Modeling Domain Independent Planning to Advance Application

This project is sponsored by National Science Foundation under grant # IIS-0138690. Any opinions, findings, and conclusions or recommendations expressed in this material are those of the author(s) and do not necessarily reflect the views of the National Science Foundation.

Project Description

Planning underlies any complex human endeavor -- from organizing a busy life to operating a large airline or testing large software systems. In each case, we need to track an enormous number of details, marshal resources and ensure that actions necessary to achieve our goals can be taken in a timely matter. However, automated planning has had little effect on how planning is actually accomplished.

Research on domain independent planning has made significant gains in recent years, as indicated by the emergence of several new techniques and considerable increases in the size of problems that can be solved. Unfortunately, those advances have not yet translated into many new applications or an understanding of what constitutes the best technique. On the contrary, we have evidence from several large scale comparisons that suggests that not all planners will do well on a particular domain, we have little evidence of how planners perform on realistic problems, and we have little understanding of why and when particular planners and planner types work well.

The key question that we propose to study is: What planner works well when? We propose to construct a metaplanner that will allow us to test performance of existing and hybridized planners on a suite of domains, especially more realistic domains. Based on the results of our studies, we will develop predictive models of planner performance that translate problem and domain features to estimates of how much time would be needed by a given planner to solve the problem. The models, in turn, will be operationalized in the metaplanner.

This research will extend some previous work in applying planning to automated software test generation. In that project, we were unable to find a single planner that could manage the scale of the application; consequently, we constructed a prototype metaplanner to schedule the efforts of six planners. While quite limited in the number of planners and the types of information it used to select from them, the metaplanner still showed promise for solving a broader set of problems in less than average time.

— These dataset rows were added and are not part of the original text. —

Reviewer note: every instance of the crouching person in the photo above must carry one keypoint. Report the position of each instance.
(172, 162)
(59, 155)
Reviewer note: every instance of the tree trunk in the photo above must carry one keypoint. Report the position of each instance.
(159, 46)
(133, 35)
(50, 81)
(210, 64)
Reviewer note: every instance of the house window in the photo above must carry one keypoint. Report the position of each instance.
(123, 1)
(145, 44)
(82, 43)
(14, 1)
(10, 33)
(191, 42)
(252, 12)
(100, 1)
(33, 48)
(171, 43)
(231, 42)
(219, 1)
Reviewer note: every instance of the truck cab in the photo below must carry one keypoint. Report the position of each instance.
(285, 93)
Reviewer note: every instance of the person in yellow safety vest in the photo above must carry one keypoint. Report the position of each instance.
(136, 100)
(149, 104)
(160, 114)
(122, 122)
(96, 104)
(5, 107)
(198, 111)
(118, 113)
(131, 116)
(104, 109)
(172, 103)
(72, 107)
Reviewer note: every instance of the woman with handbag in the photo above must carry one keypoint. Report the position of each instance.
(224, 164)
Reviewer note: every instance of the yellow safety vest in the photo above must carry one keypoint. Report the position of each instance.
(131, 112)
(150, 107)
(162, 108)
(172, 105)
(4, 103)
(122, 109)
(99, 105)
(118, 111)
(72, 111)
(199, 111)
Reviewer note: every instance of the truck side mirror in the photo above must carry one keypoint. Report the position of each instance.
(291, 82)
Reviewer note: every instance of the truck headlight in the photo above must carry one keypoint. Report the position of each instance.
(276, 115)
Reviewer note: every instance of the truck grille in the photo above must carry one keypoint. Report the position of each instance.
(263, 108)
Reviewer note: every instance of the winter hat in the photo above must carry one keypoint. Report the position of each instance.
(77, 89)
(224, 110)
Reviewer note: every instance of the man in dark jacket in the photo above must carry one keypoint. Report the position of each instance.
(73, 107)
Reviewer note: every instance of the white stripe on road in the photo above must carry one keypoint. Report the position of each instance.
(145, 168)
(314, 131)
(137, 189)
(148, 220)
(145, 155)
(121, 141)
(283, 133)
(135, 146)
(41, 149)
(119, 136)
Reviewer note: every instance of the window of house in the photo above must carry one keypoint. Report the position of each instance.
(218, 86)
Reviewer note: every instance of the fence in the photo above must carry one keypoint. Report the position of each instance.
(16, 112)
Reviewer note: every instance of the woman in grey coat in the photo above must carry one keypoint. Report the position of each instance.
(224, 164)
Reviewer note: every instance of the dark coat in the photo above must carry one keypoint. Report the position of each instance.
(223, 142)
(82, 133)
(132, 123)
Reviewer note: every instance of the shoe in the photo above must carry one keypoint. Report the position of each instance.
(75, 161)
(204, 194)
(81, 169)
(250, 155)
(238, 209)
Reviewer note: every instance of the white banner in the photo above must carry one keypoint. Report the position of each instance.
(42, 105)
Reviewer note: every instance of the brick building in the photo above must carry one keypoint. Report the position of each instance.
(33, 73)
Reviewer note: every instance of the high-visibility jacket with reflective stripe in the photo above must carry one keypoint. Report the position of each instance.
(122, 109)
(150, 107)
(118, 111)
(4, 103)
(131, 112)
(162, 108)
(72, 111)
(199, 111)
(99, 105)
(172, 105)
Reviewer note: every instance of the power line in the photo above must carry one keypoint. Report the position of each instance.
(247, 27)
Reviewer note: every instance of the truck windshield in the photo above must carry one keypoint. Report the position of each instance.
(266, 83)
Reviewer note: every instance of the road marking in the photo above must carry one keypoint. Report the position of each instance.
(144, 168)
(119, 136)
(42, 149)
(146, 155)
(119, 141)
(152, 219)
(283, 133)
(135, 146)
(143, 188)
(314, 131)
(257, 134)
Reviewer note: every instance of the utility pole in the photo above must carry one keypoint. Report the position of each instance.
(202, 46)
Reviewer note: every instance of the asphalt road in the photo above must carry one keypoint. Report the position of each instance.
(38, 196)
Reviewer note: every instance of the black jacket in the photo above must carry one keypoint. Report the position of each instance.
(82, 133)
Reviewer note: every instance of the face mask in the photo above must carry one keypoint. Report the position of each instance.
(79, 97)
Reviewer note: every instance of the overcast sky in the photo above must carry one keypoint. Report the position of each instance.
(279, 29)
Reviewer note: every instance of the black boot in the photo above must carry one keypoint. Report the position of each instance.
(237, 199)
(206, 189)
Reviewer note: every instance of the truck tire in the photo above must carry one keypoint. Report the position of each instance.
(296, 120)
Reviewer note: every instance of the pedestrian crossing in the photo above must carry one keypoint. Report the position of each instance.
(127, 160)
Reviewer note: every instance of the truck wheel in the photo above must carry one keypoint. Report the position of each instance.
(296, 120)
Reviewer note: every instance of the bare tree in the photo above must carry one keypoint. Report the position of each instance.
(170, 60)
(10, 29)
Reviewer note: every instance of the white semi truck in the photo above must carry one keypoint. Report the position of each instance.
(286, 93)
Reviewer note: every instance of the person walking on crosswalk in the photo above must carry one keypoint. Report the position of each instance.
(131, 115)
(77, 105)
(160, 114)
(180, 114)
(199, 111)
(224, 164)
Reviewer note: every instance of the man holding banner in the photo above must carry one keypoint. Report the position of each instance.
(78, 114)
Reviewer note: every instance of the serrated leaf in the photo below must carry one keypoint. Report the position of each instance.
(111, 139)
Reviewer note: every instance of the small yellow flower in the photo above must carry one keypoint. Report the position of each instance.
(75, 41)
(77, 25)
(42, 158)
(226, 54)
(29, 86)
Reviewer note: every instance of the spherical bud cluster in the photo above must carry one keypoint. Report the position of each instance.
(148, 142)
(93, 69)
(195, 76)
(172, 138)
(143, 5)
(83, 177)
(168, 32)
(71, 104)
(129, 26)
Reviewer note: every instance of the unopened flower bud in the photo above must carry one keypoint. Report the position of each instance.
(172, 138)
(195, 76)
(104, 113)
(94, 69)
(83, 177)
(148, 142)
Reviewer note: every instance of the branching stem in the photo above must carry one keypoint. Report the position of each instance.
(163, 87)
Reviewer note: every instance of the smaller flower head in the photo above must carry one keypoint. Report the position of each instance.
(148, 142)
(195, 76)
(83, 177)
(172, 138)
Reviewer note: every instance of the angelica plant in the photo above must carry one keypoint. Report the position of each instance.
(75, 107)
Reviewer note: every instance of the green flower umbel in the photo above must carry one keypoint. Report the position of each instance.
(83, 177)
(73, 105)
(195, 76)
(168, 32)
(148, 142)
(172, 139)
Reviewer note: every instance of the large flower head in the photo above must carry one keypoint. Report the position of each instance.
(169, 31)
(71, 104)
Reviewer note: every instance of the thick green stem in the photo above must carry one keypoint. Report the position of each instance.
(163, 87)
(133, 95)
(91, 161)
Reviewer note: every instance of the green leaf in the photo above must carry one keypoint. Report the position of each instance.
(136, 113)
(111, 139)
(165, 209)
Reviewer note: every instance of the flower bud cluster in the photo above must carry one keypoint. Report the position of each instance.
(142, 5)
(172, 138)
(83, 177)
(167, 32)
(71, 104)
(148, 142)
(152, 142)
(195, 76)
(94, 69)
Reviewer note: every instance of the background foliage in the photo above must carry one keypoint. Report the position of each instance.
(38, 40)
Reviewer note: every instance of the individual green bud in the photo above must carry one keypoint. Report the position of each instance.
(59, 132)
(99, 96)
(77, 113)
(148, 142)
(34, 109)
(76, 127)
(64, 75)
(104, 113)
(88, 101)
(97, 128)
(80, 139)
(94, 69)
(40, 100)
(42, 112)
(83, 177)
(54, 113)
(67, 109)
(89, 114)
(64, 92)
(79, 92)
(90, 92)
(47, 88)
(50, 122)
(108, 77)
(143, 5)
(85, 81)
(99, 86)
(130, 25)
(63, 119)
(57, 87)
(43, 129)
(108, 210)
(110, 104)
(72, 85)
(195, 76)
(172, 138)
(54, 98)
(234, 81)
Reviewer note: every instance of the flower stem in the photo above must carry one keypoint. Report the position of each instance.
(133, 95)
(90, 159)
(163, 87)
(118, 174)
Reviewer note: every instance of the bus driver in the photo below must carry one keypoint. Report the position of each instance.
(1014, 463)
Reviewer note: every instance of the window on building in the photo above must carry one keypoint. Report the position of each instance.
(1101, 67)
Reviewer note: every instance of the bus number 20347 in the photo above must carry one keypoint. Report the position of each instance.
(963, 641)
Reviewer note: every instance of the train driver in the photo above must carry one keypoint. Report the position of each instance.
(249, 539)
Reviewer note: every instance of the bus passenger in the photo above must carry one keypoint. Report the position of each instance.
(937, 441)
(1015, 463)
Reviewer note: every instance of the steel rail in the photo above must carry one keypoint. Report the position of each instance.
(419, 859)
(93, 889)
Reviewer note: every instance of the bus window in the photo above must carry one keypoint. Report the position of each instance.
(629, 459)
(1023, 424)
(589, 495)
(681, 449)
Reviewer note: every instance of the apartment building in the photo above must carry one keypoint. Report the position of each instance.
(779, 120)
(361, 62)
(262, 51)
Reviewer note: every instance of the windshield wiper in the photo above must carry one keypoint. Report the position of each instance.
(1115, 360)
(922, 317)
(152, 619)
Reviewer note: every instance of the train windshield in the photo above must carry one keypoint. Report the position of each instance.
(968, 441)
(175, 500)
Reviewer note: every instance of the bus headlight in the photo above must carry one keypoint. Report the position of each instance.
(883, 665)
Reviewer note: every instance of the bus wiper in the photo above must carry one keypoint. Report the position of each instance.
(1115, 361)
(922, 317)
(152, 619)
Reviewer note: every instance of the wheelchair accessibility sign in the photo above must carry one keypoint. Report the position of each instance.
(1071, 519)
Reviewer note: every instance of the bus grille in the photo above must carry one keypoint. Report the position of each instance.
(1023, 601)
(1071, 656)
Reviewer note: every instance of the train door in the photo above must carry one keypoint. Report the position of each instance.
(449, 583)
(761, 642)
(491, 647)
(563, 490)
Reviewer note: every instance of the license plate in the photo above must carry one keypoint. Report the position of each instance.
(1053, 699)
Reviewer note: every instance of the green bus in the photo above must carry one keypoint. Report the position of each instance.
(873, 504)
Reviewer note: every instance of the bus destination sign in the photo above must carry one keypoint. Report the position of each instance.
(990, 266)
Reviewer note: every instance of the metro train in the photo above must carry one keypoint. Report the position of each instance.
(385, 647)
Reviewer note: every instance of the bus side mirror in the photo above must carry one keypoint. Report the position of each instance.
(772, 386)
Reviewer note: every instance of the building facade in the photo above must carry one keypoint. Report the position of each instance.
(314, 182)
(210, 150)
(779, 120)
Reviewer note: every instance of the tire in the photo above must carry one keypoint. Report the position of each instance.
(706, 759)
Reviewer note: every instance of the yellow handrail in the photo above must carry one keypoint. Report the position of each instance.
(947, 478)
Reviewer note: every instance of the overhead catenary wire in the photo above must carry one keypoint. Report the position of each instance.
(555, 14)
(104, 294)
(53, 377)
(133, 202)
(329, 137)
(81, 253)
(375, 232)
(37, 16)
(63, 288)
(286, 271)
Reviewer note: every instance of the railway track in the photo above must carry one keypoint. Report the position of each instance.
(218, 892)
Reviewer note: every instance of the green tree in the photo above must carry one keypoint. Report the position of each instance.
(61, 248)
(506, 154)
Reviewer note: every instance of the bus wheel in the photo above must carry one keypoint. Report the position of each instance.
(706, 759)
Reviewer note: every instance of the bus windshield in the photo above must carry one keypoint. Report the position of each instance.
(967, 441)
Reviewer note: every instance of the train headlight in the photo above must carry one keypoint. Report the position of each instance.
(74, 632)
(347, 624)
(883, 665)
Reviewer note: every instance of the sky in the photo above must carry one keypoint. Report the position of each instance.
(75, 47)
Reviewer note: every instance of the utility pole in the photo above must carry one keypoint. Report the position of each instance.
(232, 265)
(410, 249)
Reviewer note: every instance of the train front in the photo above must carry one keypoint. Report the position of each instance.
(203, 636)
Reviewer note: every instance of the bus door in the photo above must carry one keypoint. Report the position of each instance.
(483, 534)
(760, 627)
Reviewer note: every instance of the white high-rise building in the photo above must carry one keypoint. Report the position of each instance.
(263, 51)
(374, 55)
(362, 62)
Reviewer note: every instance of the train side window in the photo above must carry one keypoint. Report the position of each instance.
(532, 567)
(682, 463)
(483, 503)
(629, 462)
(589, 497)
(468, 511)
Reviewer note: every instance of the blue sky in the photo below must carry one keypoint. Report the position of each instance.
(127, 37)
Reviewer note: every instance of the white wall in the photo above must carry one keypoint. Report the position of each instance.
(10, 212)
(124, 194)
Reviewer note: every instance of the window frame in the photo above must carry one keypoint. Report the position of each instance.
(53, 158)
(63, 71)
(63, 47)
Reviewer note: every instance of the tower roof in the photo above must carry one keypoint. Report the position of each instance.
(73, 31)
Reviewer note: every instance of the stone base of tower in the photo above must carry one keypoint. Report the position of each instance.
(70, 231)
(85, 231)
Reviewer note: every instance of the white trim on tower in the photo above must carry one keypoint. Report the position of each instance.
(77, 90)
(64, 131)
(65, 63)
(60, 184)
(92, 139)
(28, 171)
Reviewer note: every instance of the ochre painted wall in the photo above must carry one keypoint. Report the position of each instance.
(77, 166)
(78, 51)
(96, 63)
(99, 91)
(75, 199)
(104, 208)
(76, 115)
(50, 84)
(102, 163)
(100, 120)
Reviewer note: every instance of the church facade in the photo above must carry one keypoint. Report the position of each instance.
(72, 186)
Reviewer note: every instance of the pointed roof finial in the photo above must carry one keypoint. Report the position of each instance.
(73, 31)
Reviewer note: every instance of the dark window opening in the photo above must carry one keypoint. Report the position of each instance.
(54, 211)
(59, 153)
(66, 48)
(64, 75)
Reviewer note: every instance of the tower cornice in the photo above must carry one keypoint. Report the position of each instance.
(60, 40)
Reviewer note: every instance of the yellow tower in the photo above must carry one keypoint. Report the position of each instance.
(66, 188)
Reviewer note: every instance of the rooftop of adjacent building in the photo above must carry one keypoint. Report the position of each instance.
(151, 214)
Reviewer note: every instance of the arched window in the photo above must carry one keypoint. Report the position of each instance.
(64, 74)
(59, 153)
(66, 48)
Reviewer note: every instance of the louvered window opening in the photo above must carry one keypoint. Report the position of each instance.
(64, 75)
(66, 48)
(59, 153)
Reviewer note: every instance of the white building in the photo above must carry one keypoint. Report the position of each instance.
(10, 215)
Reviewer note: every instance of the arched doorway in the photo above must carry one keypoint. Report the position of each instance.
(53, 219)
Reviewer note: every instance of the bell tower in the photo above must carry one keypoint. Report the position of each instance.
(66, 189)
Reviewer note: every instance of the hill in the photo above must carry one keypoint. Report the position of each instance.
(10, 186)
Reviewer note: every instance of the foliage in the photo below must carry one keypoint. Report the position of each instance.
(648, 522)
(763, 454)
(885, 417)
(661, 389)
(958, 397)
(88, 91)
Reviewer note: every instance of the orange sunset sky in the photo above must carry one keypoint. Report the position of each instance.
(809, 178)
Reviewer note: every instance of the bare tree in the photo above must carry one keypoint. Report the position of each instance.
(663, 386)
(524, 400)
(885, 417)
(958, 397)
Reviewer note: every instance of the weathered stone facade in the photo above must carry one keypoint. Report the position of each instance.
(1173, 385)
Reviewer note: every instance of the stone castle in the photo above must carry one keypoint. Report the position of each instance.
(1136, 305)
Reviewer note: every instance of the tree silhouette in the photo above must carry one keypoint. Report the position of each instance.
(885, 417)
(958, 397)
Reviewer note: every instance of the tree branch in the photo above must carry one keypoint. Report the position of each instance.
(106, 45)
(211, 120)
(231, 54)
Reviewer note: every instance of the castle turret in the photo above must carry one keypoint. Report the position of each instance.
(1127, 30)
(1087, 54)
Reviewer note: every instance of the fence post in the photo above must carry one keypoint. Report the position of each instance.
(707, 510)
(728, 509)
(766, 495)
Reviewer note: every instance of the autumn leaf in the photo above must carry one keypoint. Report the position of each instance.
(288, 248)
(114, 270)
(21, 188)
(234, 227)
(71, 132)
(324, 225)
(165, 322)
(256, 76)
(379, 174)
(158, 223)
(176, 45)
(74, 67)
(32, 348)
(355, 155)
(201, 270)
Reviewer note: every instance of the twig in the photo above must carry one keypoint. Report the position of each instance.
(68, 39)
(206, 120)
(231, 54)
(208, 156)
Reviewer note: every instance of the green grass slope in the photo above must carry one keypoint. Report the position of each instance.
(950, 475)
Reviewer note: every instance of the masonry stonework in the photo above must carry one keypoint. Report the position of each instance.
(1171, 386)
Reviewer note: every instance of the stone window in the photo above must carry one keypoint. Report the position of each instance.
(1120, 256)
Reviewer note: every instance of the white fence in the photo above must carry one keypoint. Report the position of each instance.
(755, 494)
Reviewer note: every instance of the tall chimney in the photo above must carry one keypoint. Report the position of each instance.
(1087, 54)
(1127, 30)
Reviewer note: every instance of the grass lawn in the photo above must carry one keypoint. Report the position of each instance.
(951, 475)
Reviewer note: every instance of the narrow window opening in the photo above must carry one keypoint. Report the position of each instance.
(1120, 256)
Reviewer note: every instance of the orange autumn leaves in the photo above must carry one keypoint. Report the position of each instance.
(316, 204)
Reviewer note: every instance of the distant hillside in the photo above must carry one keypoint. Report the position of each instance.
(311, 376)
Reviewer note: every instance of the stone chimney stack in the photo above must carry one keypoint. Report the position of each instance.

We propose to assist the transition to applications through three contributions. First, with the help of colleagues, we will collect and develop applications and realistic domains to augment the current benchmark set. Second, we will model the performance of state of the art planners, some new simplified, heuristic planners and some component combinations of planners on these new problems. The models will highlight the strengths and weaknesses of the planners and point out needed directions for research. Third, we will significantly enhance our metaplanner, which is directed by the models to select a planner to solve a particular domain/problem.  

People

We are part of the Artificial Intelligence Group in the Computer Science Department of Colorado State University.